I took off, and tried to make my way out of the Shire. It was hard--I had to avoid those Men that I'd come with, and I had to avoid hobbits, too. 'Cause there was hobbits who weren't under the Men's thumbs, and they was fighting back. I was hiding out in the hills up north one time, and stumbled into some of them. Took a hobbit's arrow in the leg--it never healed proper, that's why I limp. I finally managed to sneak across the Brandywine and slowly made my way back to Bree.

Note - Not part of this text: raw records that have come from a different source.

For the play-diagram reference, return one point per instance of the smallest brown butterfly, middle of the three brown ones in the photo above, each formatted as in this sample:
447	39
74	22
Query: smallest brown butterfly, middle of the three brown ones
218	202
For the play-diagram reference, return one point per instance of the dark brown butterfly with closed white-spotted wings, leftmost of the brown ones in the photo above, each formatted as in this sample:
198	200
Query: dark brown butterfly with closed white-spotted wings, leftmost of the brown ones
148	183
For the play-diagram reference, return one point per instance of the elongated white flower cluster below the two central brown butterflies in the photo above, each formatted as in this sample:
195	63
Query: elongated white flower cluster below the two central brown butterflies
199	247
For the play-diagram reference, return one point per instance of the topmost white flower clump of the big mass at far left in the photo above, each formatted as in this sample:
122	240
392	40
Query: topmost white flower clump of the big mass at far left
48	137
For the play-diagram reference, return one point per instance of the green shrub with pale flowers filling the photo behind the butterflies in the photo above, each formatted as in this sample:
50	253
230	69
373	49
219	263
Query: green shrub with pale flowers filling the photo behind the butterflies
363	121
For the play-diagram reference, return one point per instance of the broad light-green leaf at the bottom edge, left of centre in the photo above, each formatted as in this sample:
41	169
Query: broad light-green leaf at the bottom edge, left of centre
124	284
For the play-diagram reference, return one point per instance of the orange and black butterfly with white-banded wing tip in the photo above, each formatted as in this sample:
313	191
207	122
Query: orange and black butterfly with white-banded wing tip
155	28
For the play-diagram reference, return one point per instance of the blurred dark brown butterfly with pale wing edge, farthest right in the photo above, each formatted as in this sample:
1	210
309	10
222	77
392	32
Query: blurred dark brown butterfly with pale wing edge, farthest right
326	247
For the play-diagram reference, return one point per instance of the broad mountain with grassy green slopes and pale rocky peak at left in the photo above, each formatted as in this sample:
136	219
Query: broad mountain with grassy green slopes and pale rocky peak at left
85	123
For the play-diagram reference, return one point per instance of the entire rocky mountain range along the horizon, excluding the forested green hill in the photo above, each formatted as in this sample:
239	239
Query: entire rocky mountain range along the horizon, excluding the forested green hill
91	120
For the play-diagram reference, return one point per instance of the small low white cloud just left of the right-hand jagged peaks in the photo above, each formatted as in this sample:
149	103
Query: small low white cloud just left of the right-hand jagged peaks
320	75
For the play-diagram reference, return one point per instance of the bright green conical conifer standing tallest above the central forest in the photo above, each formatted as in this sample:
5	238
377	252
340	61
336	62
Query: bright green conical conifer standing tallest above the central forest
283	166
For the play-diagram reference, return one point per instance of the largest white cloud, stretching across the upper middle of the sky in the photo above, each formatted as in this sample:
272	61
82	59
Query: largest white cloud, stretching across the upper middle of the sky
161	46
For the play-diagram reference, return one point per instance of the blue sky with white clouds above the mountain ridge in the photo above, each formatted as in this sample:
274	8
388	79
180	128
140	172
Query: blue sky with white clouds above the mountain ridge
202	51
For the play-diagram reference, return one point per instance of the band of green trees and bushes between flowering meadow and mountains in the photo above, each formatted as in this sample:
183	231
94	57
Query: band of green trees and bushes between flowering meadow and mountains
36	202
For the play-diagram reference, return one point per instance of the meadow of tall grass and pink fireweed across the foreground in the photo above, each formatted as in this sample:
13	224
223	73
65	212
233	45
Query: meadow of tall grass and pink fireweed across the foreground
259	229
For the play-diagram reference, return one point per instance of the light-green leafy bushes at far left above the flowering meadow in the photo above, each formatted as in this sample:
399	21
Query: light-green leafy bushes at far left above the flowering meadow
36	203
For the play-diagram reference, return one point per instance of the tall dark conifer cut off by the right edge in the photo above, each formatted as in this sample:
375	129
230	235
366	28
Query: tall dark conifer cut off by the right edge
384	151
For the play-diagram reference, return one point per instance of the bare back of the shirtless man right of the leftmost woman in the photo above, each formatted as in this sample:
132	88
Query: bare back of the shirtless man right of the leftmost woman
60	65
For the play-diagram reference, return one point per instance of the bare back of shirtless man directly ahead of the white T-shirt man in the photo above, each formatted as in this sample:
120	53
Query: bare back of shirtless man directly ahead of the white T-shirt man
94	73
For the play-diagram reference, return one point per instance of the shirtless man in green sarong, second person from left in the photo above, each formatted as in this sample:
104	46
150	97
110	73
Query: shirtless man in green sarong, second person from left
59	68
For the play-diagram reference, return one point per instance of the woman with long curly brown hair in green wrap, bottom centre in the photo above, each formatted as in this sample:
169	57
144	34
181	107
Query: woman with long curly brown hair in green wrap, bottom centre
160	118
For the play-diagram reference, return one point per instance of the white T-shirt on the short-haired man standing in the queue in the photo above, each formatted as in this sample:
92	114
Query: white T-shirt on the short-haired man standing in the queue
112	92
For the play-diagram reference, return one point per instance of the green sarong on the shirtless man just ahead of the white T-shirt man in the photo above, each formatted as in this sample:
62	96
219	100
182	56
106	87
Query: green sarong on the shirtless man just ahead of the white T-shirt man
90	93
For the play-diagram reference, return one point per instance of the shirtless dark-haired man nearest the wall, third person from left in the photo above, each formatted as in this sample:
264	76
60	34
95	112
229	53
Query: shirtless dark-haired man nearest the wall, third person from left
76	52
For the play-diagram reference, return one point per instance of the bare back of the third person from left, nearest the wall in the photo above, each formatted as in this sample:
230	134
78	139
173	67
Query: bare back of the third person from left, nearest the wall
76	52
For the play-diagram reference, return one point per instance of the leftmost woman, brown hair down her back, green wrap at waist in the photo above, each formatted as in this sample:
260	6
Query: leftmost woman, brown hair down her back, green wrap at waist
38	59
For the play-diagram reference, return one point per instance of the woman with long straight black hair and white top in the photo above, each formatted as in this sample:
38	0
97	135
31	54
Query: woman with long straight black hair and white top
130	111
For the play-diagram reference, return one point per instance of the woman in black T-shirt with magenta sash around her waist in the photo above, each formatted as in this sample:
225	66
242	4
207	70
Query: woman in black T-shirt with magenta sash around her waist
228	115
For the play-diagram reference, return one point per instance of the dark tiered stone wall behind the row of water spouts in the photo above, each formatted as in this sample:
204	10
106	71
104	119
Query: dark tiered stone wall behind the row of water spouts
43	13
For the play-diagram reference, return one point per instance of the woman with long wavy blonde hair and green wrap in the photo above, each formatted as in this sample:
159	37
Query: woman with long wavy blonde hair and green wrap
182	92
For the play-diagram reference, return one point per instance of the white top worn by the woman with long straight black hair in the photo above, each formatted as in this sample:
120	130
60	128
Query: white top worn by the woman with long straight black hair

But I found the gates were shut to me when I asked to come in. Tam Thistlewool was on the gate, and he told me as I'd gone off with my new friends, I was no longer welcome. 'They killed your own cousin Rowlie, they did!' which was a shock, but not so much a shock as him telling me next that my old ma was dead as well. 'You broke her heart you did, going off like you did with that lot! Be off with you!'
I lived rough for a while, wandering about the Wild. I wondered how Rangers did it, for I found it a hard life. I thought mayhap if I came across any Rangers, I might ask to stay with them, but not a one did I see. Finally one day, I came across this hut, and thought to stay here a while. I been here ever since. Long about three or four years I'd been staying here, when Rangers came knocking. They told me that there was a King again, and that Ruffians had been run out of the Shire and Bree-land. They said they wasn't needing this place no more, and give me leave to stay here, but they told me never to cross the Brandywine into the Shire, as no Men could go there anymore--which is a good thing, considering.
I try to keep away from folks, especially hobbits, as it shames me to remember what I was a part of. I take care of myself; it's not so hard most of the time, to live--I can fish, and I have a little garden--but winter, well, winter's right hard. I do get lonesome sometimes in the winter…"
Mr. Appledore suddenly gave a choked sob. "It's hard, remembering," he wept.
Frodo leaned towards him, holding out a hand, which he lay on the Man's arm. "It's all right, Mr. Appledore. You never meant any harm, and you were frightened. But at least you were able to get away from those awful Ruffians before they made you do something horrible."
"Indeed," said the King. "I think it time your self-imposed exile comes to an end. You have suffered far more than a poor choice made in your youth would warrant."
The Man looked at them in wonder. "I don't deserve to have no one be so kind to me, but I thank you all the same, sir."
"Here," said Frodo-lad. He drew out his pocket-handkerchief and handed it to Mr. Appledore, who looked at it in surprise. It had probably been many years since he had seen such a thing, but he wiped his eyes and blew his nose after all.
The King reached into the basket, and drew out three pears, which were taken in equal delight by both Tom Appledore and by Frodo. "I hate to say this, Frodo-lad, but I am afraid we'll not make it back to the lodge in time for supper, with the weather as it is."
"Uncle Merry and Uncle Pippin will be worried!"
Just then, there came a sharp knock upon the door.